Smarte Transplantate

Ein neuer Therapieansatz zur Heilung der Osteoarthrose

Osteoarthrose – für Patientenbesitzer von Hund und Pferd eine frustrierende Diagnose, denn eine Heilung ist bisher nicht möglich. Mit einem neuen Therapieansatz, bei dem smarte Transplantate zur Reparatur von Läsionen im Gelenkknorpel zum Einsatz kommen, könnte dies gelingen. Basierend auf der Transplantation konditionierter Knorpelzellen, möchten Prof. Dr. Michael F.G. Schmidt, Annemarie Lang, Dr. Matthias Sieber und M. Farooq Rai, PhD den Knorpelverlust kompensieren und dabei zusätzlich eine Hemmung der Entzündung erreichen. So könnte der progressive Verlauf der Osteoarthrose gestoppt werden.

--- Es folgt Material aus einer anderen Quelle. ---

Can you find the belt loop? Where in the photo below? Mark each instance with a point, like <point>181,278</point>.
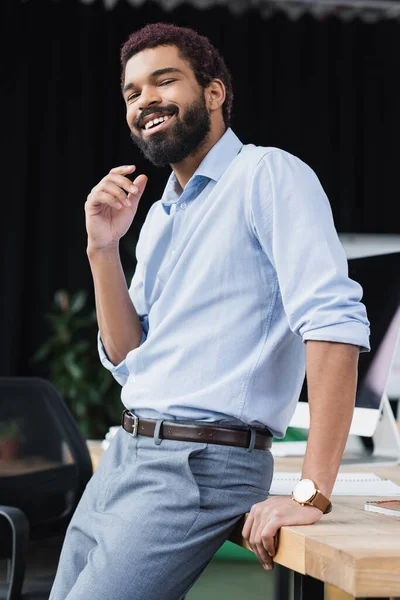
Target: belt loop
<point>252,443</point>
<point>157,429</point>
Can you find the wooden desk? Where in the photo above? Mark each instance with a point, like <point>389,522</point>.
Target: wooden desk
<point>355,551</point>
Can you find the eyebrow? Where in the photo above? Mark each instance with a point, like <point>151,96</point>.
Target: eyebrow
<point>154,74</point>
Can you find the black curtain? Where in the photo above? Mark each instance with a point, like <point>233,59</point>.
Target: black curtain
<point>327,91</point>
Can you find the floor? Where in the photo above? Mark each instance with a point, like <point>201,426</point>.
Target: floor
<point>223,579</point>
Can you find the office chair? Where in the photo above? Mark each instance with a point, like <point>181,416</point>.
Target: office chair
<point>44,468</point>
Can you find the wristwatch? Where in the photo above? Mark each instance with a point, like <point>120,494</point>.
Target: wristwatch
<point>306,492</point>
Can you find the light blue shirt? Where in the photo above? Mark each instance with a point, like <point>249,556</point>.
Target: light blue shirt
<point>233,275</point>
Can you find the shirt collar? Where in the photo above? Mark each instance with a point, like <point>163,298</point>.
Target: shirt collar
<point>213,165</point>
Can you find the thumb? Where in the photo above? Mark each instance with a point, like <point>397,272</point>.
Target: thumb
<point>140,182</point>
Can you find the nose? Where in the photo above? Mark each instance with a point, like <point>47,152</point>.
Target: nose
<point>149,96</point>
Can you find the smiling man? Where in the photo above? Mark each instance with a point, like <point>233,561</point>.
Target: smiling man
<point>240,290</point>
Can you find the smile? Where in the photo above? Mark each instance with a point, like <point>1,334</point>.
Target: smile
<point>157,124</point>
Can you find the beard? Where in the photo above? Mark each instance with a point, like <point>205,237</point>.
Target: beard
<point>178,141</point>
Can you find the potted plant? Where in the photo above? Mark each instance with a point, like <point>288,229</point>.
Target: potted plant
<point>10,437</point>
<point>69,359</point>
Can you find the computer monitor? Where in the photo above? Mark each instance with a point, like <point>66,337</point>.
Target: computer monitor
<point>379,277</point>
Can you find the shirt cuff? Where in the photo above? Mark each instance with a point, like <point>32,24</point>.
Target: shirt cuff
<point>120,372</point>
<point>351,332</point>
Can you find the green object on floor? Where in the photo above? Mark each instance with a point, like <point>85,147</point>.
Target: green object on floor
<point>231,551</point>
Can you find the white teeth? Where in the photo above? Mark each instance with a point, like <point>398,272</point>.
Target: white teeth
<point>156,121</point>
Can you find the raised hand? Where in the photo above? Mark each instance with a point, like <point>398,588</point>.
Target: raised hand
<point>111,206</point>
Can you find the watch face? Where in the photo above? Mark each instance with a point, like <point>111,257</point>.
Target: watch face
<point>304,490</point>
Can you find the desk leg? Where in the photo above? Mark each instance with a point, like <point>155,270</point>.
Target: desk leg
<point>306,587</point>
<point>282,582</point>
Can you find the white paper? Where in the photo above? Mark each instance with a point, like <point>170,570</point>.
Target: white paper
<point>289,448</point>
<point>347,484</point>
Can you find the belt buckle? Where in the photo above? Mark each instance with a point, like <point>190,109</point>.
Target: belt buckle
<point>135,418</point>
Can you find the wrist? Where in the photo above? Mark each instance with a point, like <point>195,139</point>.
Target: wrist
<point>93,251</point>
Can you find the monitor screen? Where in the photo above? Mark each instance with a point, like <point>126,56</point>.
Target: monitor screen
<point>379,277</point>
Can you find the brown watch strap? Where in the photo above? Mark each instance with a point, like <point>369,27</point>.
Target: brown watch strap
<point>321,502</point>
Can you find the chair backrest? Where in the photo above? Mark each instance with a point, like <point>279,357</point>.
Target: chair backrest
<point>44,460</point>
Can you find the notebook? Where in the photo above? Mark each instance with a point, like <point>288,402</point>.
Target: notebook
<point>347,484</point>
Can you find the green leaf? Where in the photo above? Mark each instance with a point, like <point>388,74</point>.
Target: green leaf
<point>78,301</point>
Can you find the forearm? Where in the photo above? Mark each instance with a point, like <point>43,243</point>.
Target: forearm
<point>331,382</point>
<point>119,325</point>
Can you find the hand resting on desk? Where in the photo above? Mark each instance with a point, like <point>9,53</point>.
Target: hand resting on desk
<point>267,517</point>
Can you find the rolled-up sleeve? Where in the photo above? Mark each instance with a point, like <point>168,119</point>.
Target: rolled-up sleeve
<point>292,219</point>
<point>120,372</point>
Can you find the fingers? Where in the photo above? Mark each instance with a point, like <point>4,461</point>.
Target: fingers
<point>260,530</point>
<point>117,190</point>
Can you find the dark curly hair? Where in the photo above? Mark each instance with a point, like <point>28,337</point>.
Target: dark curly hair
<point>203,57</point>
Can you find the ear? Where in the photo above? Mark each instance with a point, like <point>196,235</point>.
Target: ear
<point>215,94</point>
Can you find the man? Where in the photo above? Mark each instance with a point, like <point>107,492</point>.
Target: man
<point>241,284</point>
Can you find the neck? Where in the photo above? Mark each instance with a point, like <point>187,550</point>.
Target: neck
<point>185,169</point>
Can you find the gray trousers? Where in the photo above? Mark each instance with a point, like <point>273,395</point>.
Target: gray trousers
<point>153,515</point>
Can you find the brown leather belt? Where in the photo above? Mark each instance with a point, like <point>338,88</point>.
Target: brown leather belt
<point>193,432</point>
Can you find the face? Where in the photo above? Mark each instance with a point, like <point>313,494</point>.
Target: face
<point>166,109</point>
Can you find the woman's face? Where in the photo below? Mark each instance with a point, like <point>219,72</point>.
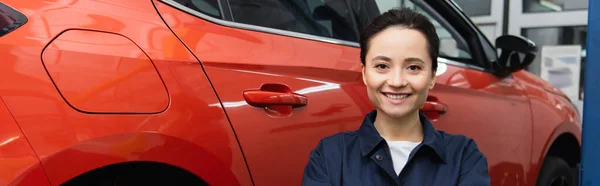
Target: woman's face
<point>398,71</point>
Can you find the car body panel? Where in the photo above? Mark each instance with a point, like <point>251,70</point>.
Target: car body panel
<point>553,116</point>
<point>201,121</point>
<point>101,72</point>
<point>200,133</point>
<point>329,75</point>
<point>20,165</point>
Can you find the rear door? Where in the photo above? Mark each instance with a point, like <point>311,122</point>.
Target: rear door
<point>492,110</point>
<point>287,72</point>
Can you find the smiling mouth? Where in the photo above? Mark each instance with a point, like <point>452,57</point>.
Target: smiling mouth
<point>396,96</point>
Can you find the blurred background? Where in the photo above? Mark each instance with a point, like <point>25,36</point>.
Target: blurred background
<point>558,27</point>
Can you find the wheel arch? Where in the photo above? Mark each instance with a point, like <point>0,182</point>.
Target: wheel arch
<point>120,149</point>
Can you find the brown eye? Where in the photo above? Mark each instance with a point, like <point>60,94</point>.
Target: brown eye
<point>414,67</point>
<point>381,66</point>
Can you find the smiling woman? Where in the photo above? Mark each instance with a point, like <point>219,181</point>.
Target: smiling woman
<point>396,143</point>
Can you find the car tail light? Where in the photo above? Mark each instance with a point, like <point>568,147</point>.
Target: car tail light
<point>10,19</point>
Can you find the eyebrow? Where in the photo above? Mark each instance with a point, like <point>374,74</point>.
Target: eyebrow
<point>382,58</point>
<point>414,59</point>
<point>387,59</point>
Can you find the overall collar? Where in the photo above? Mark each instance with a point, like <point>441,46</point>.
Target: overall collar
<point>370,139</point>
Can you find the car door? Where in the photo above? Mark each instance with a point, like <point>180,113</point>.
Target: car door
<point>287,73</point>
<point>492,110</point>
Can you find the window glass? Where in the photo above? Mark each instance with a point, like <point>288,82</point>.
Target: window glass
<point>554,5</point>
<point>452,45</point>
<point>553,36</point>
<point>330,18</point>
<point>208,7</point>
<point>475,7</point>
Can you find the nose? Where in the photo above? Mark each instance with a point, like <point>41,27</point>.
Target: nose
<point>396,79</point>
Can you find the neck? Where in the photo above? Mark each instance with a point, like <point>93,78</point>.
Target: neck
<point>407,128</point>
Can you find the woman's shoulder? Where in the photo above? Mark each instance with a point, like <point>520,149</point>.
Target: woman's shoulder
<point>338,139</point>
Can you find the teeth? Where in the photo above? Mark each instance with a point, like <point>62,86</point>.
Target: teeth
<point>396,96</point>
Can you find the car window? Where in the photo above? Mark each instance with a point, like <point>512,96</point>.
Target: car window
<point>452,45</point>
<point>208,7</point>
<point>330,18</point>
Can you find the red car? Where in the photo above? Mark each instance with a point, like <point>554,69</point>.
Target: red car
<point>238,92</point>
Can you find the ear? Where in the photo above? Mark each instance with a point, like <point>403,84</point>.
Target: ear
<point>363,73</point>
<point>432,83</point>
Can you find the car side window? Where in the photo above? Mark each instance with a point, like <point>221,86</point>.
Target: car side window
<point>452,44</point>
<point>208,7</point>
<point>330,18</point>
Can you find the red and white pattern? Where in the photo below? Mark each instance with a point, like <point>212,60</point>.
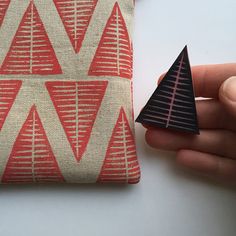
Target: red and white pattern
<point>32,159</point>
<point>8,92</point>
<point>77,105</point>
<point>31,51</point>
<point>57,111</point>
<point>114,54</point>
<point>76,16</point>
<point>3,8</point>
<point>120,164</point>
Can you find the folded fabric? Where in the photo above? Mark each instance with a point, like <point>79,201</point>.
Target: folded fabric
<point>66,92</point>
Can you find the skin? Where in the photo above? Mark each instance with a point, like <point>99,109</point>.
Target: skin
<point>213,152</point>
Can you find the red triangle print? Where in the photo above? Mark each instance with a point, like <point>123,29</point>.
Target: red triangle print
<point>32,159</point>
<point>77,105</point>
<point>121,164</point>
<point>31,51</point>
<point>8,92</point>
<point>76,16</point>
<point>114,55</point>
<point>3,8</point>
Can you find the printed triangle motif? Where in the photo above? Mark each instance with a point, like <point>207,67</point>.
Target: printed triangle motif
<point>76,16</point>
<point>172,105</point>
<point>121,164</point>
<point>8,92</point>
<point>32,159</point>
<point>3,9</point>
<point>77,105</point>
<point>114,54</point>
<point>31,51</point>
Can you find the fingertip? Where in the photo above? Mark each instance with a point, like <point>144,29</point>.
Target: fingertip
<point>227,95</point>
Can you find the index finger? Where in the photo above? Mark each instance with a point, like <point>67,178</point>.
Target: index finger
<point>207,79</point>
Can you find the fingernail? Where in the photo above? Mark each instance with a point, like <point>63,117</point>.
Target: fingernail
<point>229,89</point>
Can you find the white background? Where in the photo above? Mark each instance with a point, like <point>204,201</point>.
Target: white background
<point>169,201</point>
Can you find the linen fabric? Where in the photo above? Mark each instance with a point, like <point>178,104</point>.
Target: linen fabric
<point>66,92</point>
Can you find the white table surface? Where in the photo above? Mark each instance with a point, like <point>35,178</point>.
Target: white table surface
<point>169,201</point>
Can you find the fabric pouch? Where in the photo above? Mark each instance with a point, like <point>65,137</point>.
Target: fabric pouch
<point>66,91</point>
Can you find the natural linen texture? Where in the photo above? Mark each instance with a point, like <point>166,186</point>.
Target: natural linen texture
<point>66,91</point>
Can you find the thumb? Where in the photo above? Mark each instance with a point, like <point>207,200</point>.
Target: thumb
<point>227,95</point>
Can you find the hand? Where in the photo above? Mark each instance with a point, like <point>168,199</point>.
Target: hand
<point>213,152</point>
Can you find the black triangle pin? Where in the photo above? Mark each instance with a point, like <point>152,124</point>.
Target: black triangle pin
<point>172,105</point>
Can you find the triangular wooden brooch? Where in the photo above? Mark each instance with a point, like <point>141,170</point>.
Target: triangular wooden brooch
<point>172,105</point>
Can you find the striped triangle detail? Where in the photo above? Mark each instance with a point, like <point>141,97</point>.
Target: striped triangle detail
<point>77,105</point>
<point>114,53</point>
<point>32,159</point>
<point>172,105</point>
<point>3,9</point>
<point>121,164</point>
<point>8,92</point>
<point>76,16</point>
<point>31,52</point>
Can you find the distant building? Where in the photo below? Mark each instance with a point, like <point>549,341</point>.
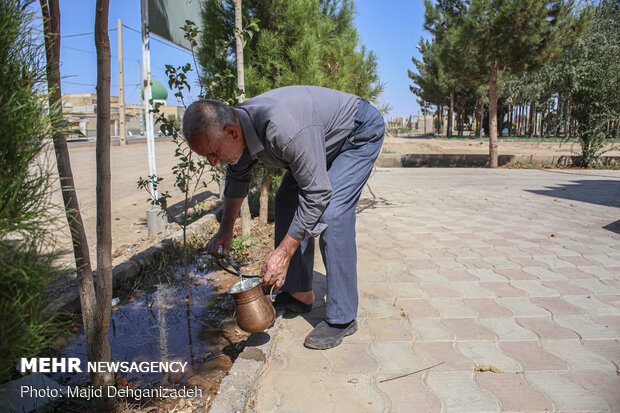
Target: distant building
<point>81,111</point>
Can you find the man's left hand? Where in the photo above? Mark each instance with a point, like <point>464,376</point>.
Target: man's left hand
<point>275,267</point>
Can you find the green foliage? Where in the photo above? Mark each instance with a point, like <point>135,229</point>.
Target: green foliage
<point>591,80</point>
<point>308,42</point>
<point>26,217</point>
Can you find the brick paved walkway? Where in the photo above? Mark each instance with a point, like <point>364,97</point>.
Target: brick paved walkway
<point>518,269</point>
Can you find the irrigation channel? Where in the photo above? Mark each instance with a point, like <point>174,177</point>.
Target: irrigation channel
<point>159,324</point>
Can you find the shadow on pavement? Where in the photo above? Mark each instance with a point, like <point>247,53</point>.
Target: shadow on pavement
<point>314,317</point>
<point>604,192</point>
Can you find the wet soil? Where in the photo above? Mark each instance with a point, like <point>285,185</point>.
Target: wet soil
<point>173,318</point>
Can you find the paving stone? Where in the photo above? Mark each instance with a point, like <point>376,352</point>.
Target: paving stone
<point>605,260</point>
<point>474,263</point>
<point>605,385</point>
<point>389,329</point>
<point>487,275</point>
<point>471,289</point>
<point>501,262</point>
<point>438,290</point>
<point>378,308</point>
<point>611,322</point>
<point>460,393</point>
<point>566,395</point>
<point>487,307</point>
<point>487,252</point>
<point>487,353</point>
<point>431,329</point>
<point>406,290</point>
<point>503,289</point>
<point>546,328</point>
<point>513,393</point>
<point>415,254</point>
<point>534,289</point>
<point>395,357</point>
<point>468,329</point>
<point>525,262</point>
<point>577,356</point>
<point>299,359</point>
<point>417,308</point>
<point>596,287</point>
<point>351,358</point>
<point>507,329</point>
<point>566,287</point>
<point>613,300</point>
<point>285,393</point>
<point>422,264</point>
<point>572,273</point>
<point>436,352</point>
<point>452,308</point>
<point>522,307</point>
<point>464,253</point>
<point>553,261</point>
<point>591,305</point>
<point>557,306</point>
<point>531,356</point>
<point>608,349</point>
<point>586,328</point>
<point>561,251</point>
<point>458,275</point>
<point>544,274</point>
<point>515,274</point>
<point>409,394</point>
<point>600,273</point>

Osteoarthrose (OA) ist eine degenerative Gelenkerkrankung, die weltweit bei Menschen und Tieren auftritt. In der Tiermedizin ist vor allem die OA bei Hund und Pferd von großem Interesse. Mehr als 20 % der Hunde größerer Rassen und älter als ein Jahr sind betroffen. Charakteristisch für OA ist ein zunehmender Knorpelverlust, der mit Entzündung der Synovia und einem Umbauprozess des subchondralen Knochens einhergeht. Die Ätiologie ist multifaktoriell, wobei neben der Gelenkverletzung verschiedene Ursachen bzw. Prädispositionen wie Rasse, Geschlecht, Übergewicht und Überbelastung diskutiert werden.
Klinische Erscheinungen wie Lahmheit, Umfangsvermehrung des betroffenen Gelenkes und Berührungs- und Druckschmerz können auf OA hinweisen (Abb. 1). Dennoch sind die klinischen Symptome sehr unspezifisch, sodass eine weiterführende Untersuchung erforderlich ist, um eine genaue Diagnose zu stellen. Pathologisch sind verschiedene Stadien der Gelenkdegeneration zu unterscheiden. Zu Beginn wird der Knorpel weich und sensibel (Chondromalazie). Dadurch kommt es zur Erosion, bis der Knorpel schließlich kollabiert (Abb. 2). Aufgrund der anhaltenden Entzündung hypertrophieren die Zotten der Synovialmembran. Im weiteren Verlauf erfolgt ein vermehrtes Wachstum von Osteophyten, was durch verschiedene Wachstumfaktoren stimuliert wird. Im Endstadium kommt es dann zur Verknöcherung, die eine vollständige Versteifung des Gelenkes nach sich zieht.

Ein entzündlicher Prozess

Im physiologischen Zustand existiert im Gelenk eine Balance zwischen anabolen und katabolen Prozessen, die durch verschiedene Zytokine aufrecht erhalten wird. Durch mechanischen Stress oder ein Trauma kommt es zu einer Verschiebung des Gleichgewichtes zu Gunsten der katabolisch wirksamen Zytokine. Die Konzetration von Entzündungsmediatoren, Tumornekrosefaktor-? (TNF??) und Interleukin-1? (IL?1?), und von matrixzerstörenden Faktoren, Matrixmetalloproteinasen (MMPs) und Stickoxid (NO), steigen in der Synovia deutlich an. Diese Faktoren werden von Immunzellen in der Synovialmembran produziert, die durch abtransportierten Zellschutt von abgestorbenen Knorpelzellen stimuliert werden. Dadurch wird die Expression solcher Faktoren auch in den Knorpelzellen selbst aktiviert (Abb. 3). Es entsteht ein Kreislauf, der zu einem weiteren Absterben von Knorpelzellen und damit zur Gelenkarthrose führt. Während des Entzündungsprozesses werden zudem vermehrt Prostaglandine gebildet, wodurch Schmerz entsteht. Durch Untersuchungen des Zytokinprofils in arthrotischen Gelenken konnte festgestellt werden, dass antiinflammatorisch wirksame Zytokine wie Interleukin-4 (IL-4) in diesen nicht vorhanden sind. Tierexperimentelle Studien haben inzwischen gezeigt, dass IL-4 im Gelenk die Entzündung herunterreguliert.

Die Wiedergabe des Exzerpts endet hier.